The Contentacle welcome series consists of 4 emails:
- A little about what we do and what to expect from the following 3 emails
- Curated list of our favorite and most popular articles
- Curated list of content from other companies (we like to share the content love)
- A question to find out about their current editorial process
I got inspiration from this HelpScout article, which shows how they welcome their subscribers. It's well worth a read.
There's one thing really worth noting when building your welcome series, though. The point of an email welcome series is not to sell. If you sell, you've lost your subscriber trust. You should explain what you do and why, but don't try to push anyone to buy.
Content Marketing is a Team effort
You shouldn't be left to 'do' content marketing by yourself. There's two reasons for this:
You'll get sick of it. If you're the only one writing, editing, planning and publishing your company's content marketing, you'll start to hate it. As much as I enjoy writing content, I couldn't do it on my own and you shouldn't either.
You'll miss some insightful content. Everyone on your team has a different perspective. If your readers are just seeing your perspective, they'll get bored quickly. Bring in the CEO or Product Manager to write a piece every now and then.

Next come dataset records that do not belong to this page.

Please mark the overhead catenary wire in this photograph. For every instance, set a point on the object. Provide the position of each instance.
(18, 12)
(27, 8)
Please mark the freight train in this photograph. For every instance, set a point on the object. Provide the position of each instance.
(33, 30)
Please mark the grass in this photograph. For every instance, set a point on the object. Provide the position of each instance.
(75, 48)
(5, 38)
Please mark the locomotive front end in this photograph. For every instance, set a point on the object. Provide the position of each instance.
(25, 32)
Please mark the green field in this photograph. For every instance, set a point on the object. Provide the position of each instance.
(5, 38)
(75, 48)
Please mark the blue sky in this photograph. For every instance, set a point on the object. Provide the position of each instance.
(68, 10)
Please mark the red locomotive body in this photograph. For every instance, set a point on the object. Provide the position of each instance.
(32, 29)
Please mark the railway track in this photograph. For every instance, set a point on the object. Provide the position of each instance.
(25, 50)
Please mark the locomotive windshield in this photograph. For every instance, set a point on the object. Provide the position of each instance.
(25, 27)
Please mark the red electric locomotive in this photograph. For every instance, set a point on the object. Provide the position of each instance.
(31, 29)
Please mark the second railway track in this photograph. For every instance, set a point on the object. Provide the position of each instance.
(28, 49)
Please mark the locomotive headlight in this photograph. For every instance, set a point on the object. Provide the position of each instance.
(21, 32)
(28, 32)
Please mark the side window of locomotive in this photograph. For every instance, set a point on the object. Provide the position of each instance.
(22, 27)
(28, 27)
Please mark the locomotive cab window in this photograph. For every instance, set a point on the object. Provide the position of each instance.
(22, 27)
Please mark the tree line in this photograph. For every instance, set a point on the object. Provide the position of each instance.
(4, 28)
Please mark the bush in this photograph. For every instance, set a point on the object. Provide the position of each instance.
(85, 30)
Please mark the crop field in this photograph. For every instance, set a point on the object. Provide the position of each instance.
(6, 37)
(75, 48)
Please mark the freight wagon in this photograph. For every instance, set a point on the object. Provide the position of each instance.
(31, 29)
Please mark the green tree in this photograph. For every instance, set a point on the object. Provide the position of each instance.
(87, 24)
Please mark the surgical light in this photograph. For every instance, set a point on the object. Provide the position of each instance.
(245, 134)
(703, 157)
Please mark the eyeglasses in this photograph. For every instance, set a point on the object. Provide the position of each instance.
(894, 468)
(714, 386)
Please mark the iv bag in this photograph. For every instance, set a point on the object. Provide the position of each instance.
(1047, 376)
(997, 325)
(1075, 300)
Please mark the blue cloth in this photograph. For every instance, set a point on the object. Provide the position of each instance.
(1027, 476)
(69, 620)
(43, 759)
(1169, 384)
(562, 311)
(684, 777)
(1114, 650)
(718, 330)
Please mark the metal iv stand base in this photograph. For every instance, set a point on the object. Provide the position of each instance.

Be sure to keep your team updated on your content performance at staff meetings, and ask around to get feedback and possible posts (or ideas) in the future.
If you want your coworkers to participate on your blog, don't spring a post on them that's due next week! Let them think about what to write and set up a casual chat to talk about it more first.
It's not just coworkers who should be writing either—it's guest authors too. There are many guest authors who are willing to write quality content for your blog because they get the benefit of expanding their reach.
Be open and honest about what you're looking for from your guest authors, and don't be afraid to give feedback. If have guidelines, provide them, and if not start writing down some key points you'd like to include.
It'll help them improve and help you to form a friendly relationship with them in the future.
If you're going to run a blog, you have to go all in.
It'll take time and effort to boost your search ranking, traffic and community.
If you're dedicated, build an email list, optimize your conversion funnel and provide value you'll reap the rewards of an engaged community.